Entretanto, logo chegariam ao destino. A despedida seria breve, burocrática. Assinaturas lá e cá; recibo de entrega, firmas, carimbos, rubricas etc. Logo se despediam, montavam a viatura, o comissário e o motorista à frente, o jovem ensimesmado atrás. A perua roncava e rangia no trajeto de volta, os passageiros vinham em silêncio, mas tudo parecia ter mudado. Um oceano secara e o profundo vazio agora se instalara no coração do jovem aprendiz de cartório.

Já em casa, remontava cada cena, repetia cada palavra, sentia de novo o toque da mão suada… seu coração disparava… relembrava o pequeno pingente colgado numa correntinha de ouro… suspirava… o vestido celeste pregueado dançava… revirava-se na cama… vinha-lhe o perfume que não fora mais do que emanação daquele corpinho frágil e delicado.

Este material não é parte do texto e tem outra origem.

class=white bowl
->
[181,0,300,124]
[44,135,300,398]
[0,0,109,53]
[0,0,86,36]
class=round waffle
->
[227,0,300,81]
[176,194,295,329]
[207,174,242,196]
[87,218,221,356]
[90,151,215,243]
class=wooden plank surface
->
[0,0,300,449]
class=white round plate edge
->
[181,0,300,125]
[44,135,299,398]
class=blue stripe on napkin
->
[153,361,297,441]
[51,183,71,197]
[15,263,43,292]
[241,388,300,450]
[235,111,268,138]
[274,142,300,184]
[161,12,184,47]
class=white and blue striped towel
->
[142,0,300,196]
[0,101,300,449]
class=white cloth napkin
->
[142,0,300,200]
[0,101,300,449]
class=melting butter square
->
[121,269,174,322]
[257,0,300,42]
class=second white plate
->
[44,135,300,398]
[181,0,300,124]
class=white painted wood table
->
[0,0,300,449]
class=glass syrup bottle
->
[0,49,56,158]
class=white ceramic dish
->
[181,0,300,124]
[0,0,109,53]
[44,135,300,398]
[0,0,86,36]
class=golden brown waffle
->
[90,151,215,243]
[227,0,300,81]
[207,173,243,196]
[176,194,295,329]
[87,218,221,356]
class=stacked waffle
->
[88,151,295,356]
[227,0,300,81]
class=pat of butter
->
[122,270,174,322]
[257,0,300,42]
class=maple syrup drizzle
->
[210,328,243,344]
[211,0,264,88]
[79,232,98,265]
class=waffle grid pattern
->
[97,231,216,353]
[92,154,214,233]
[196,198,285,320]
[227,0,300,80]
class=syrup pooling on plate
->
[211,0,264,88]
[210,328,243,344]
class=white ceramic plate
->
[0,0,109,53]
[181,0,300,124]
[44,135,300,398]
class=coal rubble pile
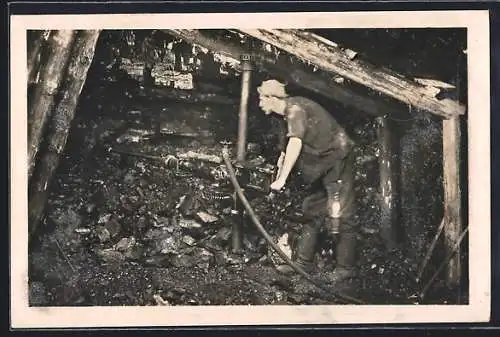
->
[30,73,456,306]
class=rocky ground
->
[30,71,466,306]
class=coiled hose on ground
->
[222,149,364,304]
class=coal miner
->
[257,80,357,286]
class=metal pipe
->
[231,54,252,252]
[236,54,252,162]
[222,149,365,304]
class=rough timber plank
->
[443,118,462,286]
[28,30,100,236]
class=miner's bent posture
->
[257,80,357,286]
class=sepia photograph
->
[11,11,490,326]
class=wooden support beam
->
[376,117,399,250]
[28,30,75,178]
[28,30,48,84]
[28,30,100,236]
[240,29,465,118]
[164,29,401,116]
[443,118,462,286]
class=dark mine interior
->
[28,29,468,306]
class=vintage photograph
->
[9,10,489,326]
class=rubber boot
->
[325,228,357,288]
[277,221,320,274]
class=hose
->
[222,149,365,304]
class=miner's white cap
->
[257,80,287,98]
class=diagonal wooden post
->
[443,117,462,287]
[28,30,100,236]
[376,117,400,250]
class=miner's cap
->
[257,80,287,98]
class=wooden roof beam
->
[164,29,401,116]
[239,29,465,119]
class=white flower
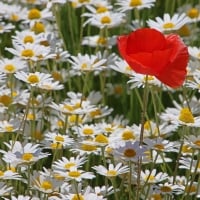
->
[92,163,129,177]
[147,13,189,32]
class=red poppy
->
[117,28,189,88]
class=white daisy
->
[116,0,156,12]
[147,13,189,32]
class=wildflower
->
[118,28,189,88]
[92,163,129,178]
[0,57,27,74]
[83,11,125,29]
[116,0,155,12]
[113,141,146,162]
[54,166,95,182]
[147,13,189,32]
[141,169,168,184]
[52,155,87,171]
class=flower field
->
[0,0,200,200]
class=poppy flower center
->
[106,170,117,176]
[193,140,200,147]
[72,194,84,200]
[179,108,194,123]
[68,171,81,178]
[96,6,108,13]
[65,162,76,169]
[0,94,12,107]
[95,134,108,144]
[27,74,40,84]
[21,49,34,58]
[4,64,16,72]
[83,128,94,135]
[122,130,135,140]
[28,8,41,19]
[41,181,52,190]
[24,35,34,44]
[101,16,112,24]
[124,149,136,158]
[55,135,64,142]
[129,0,142,7]
[163,22,175,29]
[31,22,45,34]
[81,144,97,151]
[22,153,33,161]
[187,8,199,18]
[160,186,172,193]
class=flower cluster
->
[0,0,200,200]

Tudo se tornara sagrado, intangível, misterioso. De repente, lembrou-se de um detalhe: ela teria dito ao escrivão que sua tia morava na Praça Marechal Deodoro. Não sabia o número, nem o nome da tia, mal sabia onde era a praça, temia que mentira no depoimento, mas nada mais importava, isto haveria de ser uma senha, sim, era um sinal, repetia para si mesmo.

No domingo seguinte, pôs-se a caminho. Tomou o expressinho amarelo e logo abalava-se de prédio em prédio, de portaria a portaria, ia e vinha, inquiria quem soubesse de uma pequena menina e seu vestidinho azul-celeste que teria vindo do interior, sua tia…

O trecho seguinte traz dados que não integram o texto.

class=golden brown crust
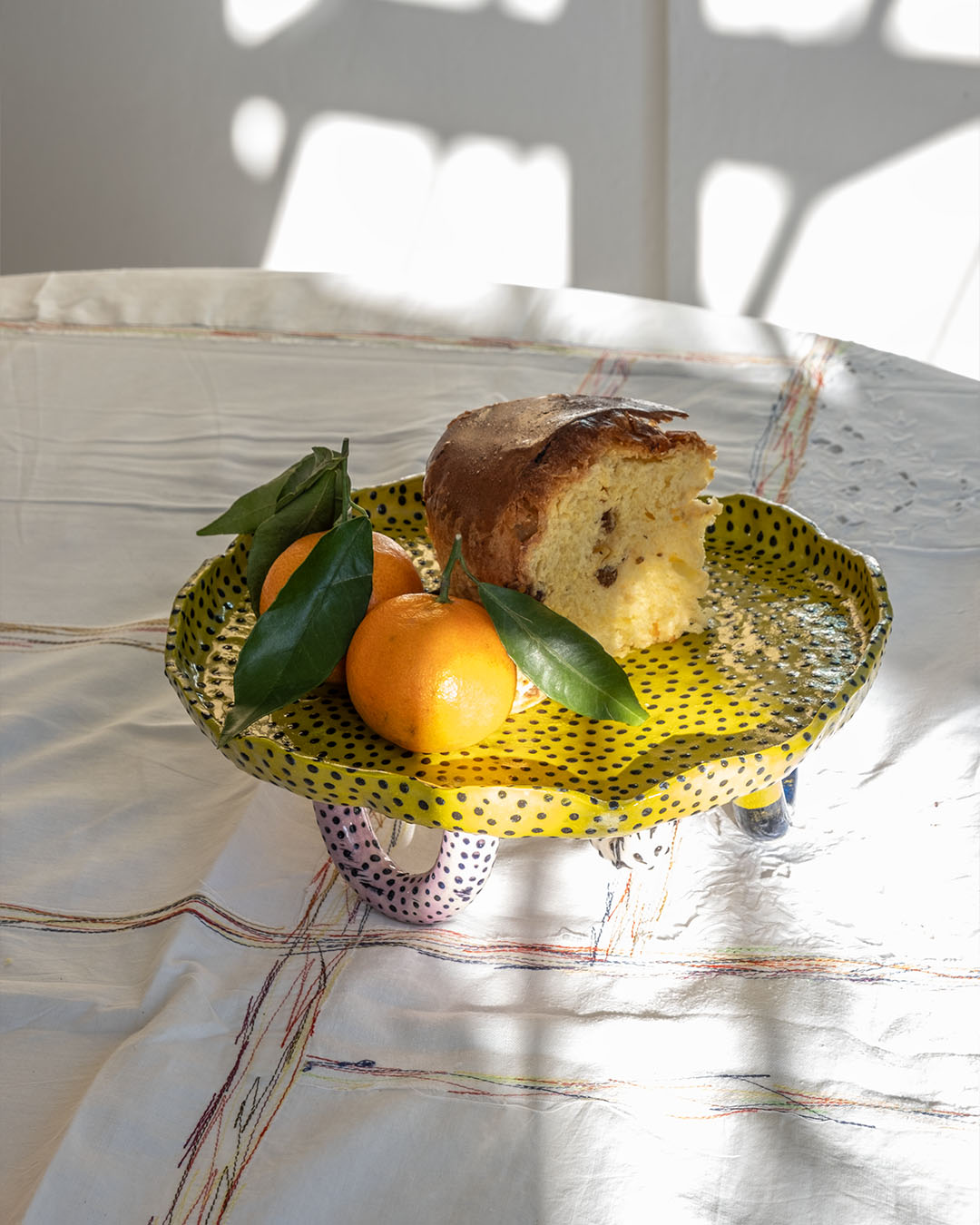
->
[424,395,714,596]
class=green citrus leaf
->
[246,466,339,612]
[197,447,346,535]
[276,447,340,511]
[476,583,647,724]
[218,518,374,748]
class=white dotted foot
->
[314,802,497,926]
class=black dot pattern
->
[314,804,498,926]
[165,476,892,838]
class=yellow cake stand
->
[165,476,892,924]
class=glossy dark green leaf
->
[197,442,350,535]
[246,466,340,612]
[218,518,374,746]
[476,583,647,724]
[276,447,342,510]
[197,459,302,535]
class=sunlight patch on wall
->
[262,114,571,288]
[379,0,568,25]
[231,98,287,182]
[223,0,322,46]
[882,0,980,64]
[764,123,980,378]
[697,161,790,315]
[701,0,872,43]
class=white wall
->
[0,0,980,376]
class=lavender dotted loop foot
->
[314,802,497,926]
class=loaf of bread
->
[424,395,718,657]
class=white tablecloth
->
[0,270,980,1225]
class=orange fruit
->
[259,532,423,683]
[347,592,517,752]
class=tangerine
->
[347,592,517,752]
[259,532,423,683]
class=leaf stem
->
[436,532,473,604]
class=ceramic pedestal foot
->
[314,802,497,926]
[731,770,797,841]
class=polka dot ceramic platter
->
[165,476,892,838]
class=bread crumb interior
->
[527,451,719,657]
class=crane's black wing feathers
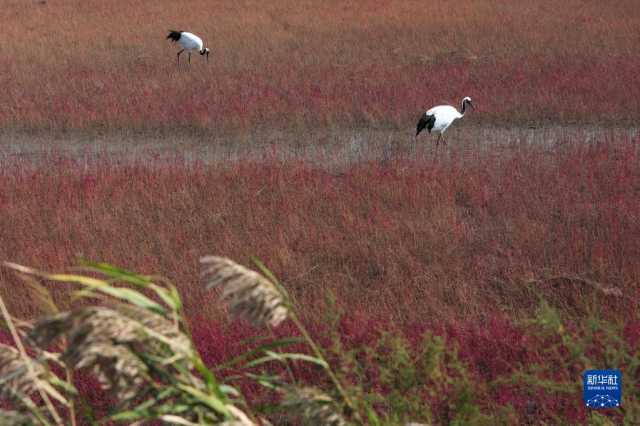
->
[416,114,436,136]
[167,30,182,42]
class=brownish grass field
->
[0,0,640,423]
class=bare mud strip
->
[0,123,640,168]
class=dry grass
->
[200,256,288,327]
[0,0,640,132]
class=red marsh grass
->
[0,139,640,323]
[0,0,640,130]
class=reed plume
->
[200,256,289,327]
[29,305,191,400]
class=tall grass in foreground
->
[0,256,640,426]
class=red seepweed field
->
[0,0,640,424]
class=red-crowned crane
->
[167,30,209,64]
[416,96,473,146]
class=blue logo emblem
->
[582,370,622,408]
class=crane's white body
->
[426,105,464,134]
[178,31,204,53]
[416,96,473,146]
[167,30,209,64]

O pequeno auxiliar de cartório jamais reencontraria a jovem. A sua passagem pela comarca deixaria um pequeno e discreto rastro nas folhas de uma sindicância capeada por cartolina ocre e colchetes dourados. Os anexos se foram, com eles a sindicância, os colchetes, o nome da menina, as fotos amarelecidas… foram tragados pelo abismo onde todas as coisas esquecidas ou perdidas acham-se cuidadosamente conservadas.

Hoje, já retirado, o velho Oficial de Registro de Imóveis posta-se diante do mar e sente a brisa acariciar-lhe as cãs. Quando estende seu olhar cansado para a imensidão que se revela lentamente no lusco-fusco, pensa que aquele encontro do acaso revelara a chama divina em forma de um verdadeiro amor. Um amor fugaz. Todo o referido é verdade e dou fé.

Um comentário sobre “Um amor fugaz

  1. Quando entrei no Cartório, varria e passava espanador, além de trocar mata-borrão entre entras coisas. Quando havia processos com fotos, eu ia mais cedo para poder folhear os autos. Com relação às paixões, quantas vítimas de sedução que nos seduziram com seus depoimentos pormenorizados e a “carinha” de vítima.